Sarah Collins Rudolph is the lone survivor of a 1963 Alabama church bombing that killed four black girls said she wants millions in compensation for her injuries and won’t accept a top congressional award proposed to honor the victims.
In interview with The Associated Press, Rudolph said she feels forgotten 50 years after the blast shocked the nation. Rudolph lost an eye in the Sept. 16, 1963 bombing at Birmingham’s Sixteenth Street Baptist Church and says she never got restitution.
“We haven’t received anything, and I lost an eye,” said Rudolph, who lives north of Birmingham. “They just want to throw a medal at us.”

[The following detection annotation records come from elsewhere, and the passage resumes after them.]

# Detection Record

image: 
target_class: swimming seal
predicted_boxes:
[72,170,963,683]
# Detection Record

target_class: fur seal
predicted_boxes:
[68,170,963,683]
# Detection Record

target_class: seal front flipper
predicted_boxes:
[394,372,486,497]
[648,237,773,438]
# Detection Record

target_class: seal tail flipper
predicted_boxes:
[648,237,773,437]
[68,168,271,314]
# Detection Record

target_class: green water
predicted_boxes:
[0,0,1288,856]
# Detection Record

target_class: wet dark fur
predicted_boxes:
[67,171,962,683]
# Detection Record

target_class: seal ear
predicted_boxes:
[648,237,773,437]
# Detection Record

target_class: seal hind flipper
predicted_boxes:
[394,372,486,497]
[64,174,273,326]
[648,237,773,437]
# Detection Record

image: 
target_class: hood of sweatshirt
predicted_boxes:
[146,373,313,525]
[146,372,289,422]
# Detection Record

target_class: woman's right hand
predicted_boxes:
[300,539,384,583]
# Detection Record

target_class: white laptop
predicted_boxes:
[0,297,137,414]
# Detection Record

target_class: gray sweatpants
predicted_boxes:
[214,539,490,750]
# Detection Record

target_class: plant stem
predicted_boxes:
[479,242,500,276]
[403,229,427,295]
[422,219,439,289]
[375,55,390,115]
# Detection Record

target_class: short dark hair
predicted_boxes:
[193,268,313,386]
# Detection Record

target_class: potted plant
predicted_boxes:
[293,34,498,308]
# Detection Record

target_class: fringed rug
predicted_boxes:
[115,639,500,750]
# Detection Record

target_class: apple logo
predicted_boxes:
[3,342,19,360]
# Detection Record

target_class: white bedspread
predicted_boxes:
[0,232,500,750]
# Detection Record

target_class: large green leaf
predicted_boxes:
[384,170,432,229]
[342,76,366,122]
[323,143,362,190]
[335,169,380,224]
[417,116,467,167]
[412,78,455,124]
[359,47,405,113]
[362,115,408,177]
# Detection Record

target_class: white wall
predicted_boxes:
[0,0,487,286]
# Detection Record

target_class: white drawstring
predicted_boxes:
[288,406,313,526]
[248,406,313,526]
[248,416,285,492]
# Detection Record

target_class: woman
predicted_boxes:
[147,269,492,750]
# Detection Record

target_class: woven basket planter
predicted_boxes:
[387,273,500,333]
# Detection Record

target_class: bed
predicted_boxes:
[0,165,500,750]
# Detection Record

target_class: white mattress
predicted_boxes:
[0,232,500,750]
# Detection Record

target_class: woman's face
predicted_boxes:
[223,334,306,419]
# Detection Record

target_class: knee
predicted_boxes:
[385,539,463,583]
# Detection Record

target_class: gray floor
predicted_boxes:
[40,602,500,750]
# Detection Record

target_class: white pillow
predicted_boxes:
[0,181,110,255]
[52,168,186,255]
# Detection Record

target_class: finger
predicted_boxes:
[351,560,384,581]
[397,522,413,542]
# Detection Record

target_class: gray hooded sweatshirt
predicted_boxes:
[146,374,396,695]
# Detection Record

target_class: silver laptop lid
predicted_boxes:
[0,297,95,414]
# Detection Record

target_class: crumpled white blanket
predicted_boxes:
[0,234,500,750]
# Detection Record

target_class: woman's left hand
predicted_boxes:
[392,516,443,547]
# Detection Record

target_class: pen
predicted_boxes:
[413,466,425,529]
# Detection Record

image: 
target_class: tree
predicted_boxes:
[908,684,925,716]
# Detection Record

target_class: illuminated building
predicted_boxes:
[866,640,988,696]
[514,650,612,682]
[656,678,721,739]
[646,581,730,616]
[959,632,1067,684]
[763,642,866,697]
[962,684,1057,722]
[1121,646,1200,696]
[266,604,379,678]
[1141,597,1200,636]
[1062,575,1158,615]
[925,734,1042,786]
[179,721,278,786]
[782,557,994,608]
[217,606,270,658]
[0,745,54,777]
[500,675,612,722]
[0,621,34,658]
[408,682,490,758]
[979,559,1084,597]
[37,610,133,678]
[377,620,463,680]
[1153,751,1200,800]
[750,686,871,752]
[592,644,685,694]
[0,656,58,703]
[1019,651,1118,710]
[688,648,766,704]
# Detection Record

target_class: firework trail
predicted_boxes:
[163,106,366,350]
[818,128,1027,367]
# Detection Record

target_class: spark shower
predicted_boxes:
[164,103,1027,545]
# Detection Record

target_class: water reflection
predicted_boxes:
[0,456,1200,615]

Congress is considering whether to award the Congressional Gold Medal to the four girls who died: 14-year-olds Addie Mae Collins, Carole Robertson and Cynthia Wesley, and 11-year-old Denise McNair. Addie Mae was the sister of Rudolph, who was 12 at the time and was in a downstairs washroom with the four girls when the blast occurred. At least two dozen others were injured.
The brother of Cynthia Wesley said he isn’t interested in the award either and wants compensation, partly because history didn’t even record his sister’s name correctly.
Juries convicted three Ku Klux Klansmen in the bombing years later, and one suspected accomplice died without ever having been charged; one of the four is still in prison and the others are dead.
But Rudolph said she still hasn’t gotten justice like other crime victims who receive restitution payments.
“My sister was killed and I lost my eye. Why should I be any different?” said Rudolph, who says she still suffers from painful memories, physical scars and posttraumatic stress syndrome.
Rudolph said she wants compensation “in the millions” for her injuries and the death of Addie Mae, but she hasn’t settled on an exact amount.
Fate Morris said he also will refuse the medal and wants compensation like Rudolph for the death of his sister, typically referred to as Cynthia Wesley. Morris said her real name was Cynthia Morris, and no medal will replace the mistake.
“It’s a smoke screen to shut us up and make us go away so we’ll never be heard from again,” Morris told AP.